Tuesday, September 20, 2011

Luke Reynolds - "Our Notebooks Are Ours"

My three favorite things are notebooks, fountain pens, and cereal. That is, of course, after my wife and son. I've been keeping notebooks ever since I was in fifth grade (when it was totally NOT cool to be a boy and to be writing poems about laying in the grass.)

Then I realized that it was WAY COOLER to write poetry in notebooks than to try and look tough (which is what most boys my age were doing!) So I kept filling pages and pages with poetry, journaling, stories about aliens who are made of Jell-O and carrots and who defended their planets with every ounce of jiggling gooeyness that they had.

Now that I'm 30 years old, a husband, and a father -- well, not a whole lot has changed!

In this close-up notebook image, you'll find a picture book poem at which I'm at work, entitled TIME-OUT FOR SILVERWARE. The story began in my (strange) head one night while we were eating dinner, and my son Tyler was having a rollicking good time watching his fork tell his spoon that it was far too full to finish his salad but had plenty of room for the cookies. After Tyler went to sleep that night, I frantically rushed toward my black notebook, opened its smooth (synthetic) leathery covers, and sunk into my desk chair.


As most often happens when I use my notebooks, the words come out jumbled up. They often fight with one another about who gets to start a new line. Who gets to be the first word on a new page. Who gets to be the last word. So, I kind of just put them all down on the page and let them fight over it themselves (after all, I'm a notebook-writer, not a referee...right?)

The second image is of a few of my notebooks, two tea cups, and an empty bowl of cereal (which I ate tonight just before I began writing these words). Cereal often likes to hang out with my Notebooks. Whenever I take out my Notebooks, Cereal pleads, "Come on, Luke, let me hang out too.
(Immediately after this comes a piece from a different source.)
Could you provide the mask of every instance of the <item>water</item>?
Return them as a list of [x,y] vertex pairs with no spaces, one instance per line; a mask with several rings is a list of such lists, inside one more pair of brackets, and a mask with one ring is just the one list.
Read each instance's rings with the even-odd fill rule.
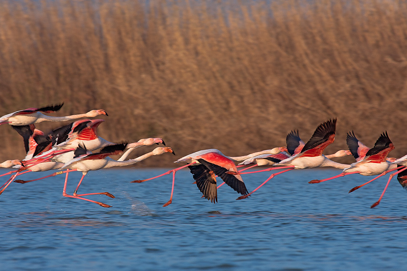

Pa-leeese!" And usually, because I don't like to say no, I say yes. So I pour a bowl of cereal, take it up to my little desk, open my notebook, and write. Then eat. Then write. Then eat. Then write. (Then eat.)


Whatever words we notebook-keepers write -- in the exact way we write them -- can never, ever, ever (ever!) be written in just that way by anyone else.

Ever.

And that, I think, is a pretty cool thing. Whatever words we choose to fill our notebooks -- and our lives -- are words that no one else can vouchsafe for us. No one else can demand we say a certain thing, or mean a certain message. Nope. Our notebooks are ours like the clouds are ours: seeing what only we can see, from only our exact place on this magnificent, crazy, wonderful globe.


Luke Reynolds has taught 7th through 12th grade English, as well as composition and creative writing courses at the college level. He currently lives in York, England with his wife Jennifer and their son, Tyler. He is co-editor of DEDICATED TO THE PEOPLE OF DARFUR: WRITINGS ON FEAR, RISK, AND HOPE and of BURNED IN: FUELING THE FIRE TO TEACH. One of his favorite quotes is, "Be kind, for everyone you meet is engaged in a battle." --Philo  You can read more about Luke at his website or his blog, Intersections.

1 comment:

  1. the most important thing is that the words in our notebooks are unique. It empowers my students (every one) when I tell them that. MY WORDS - an important statement. Nice to hear what you had to say about your notebooks!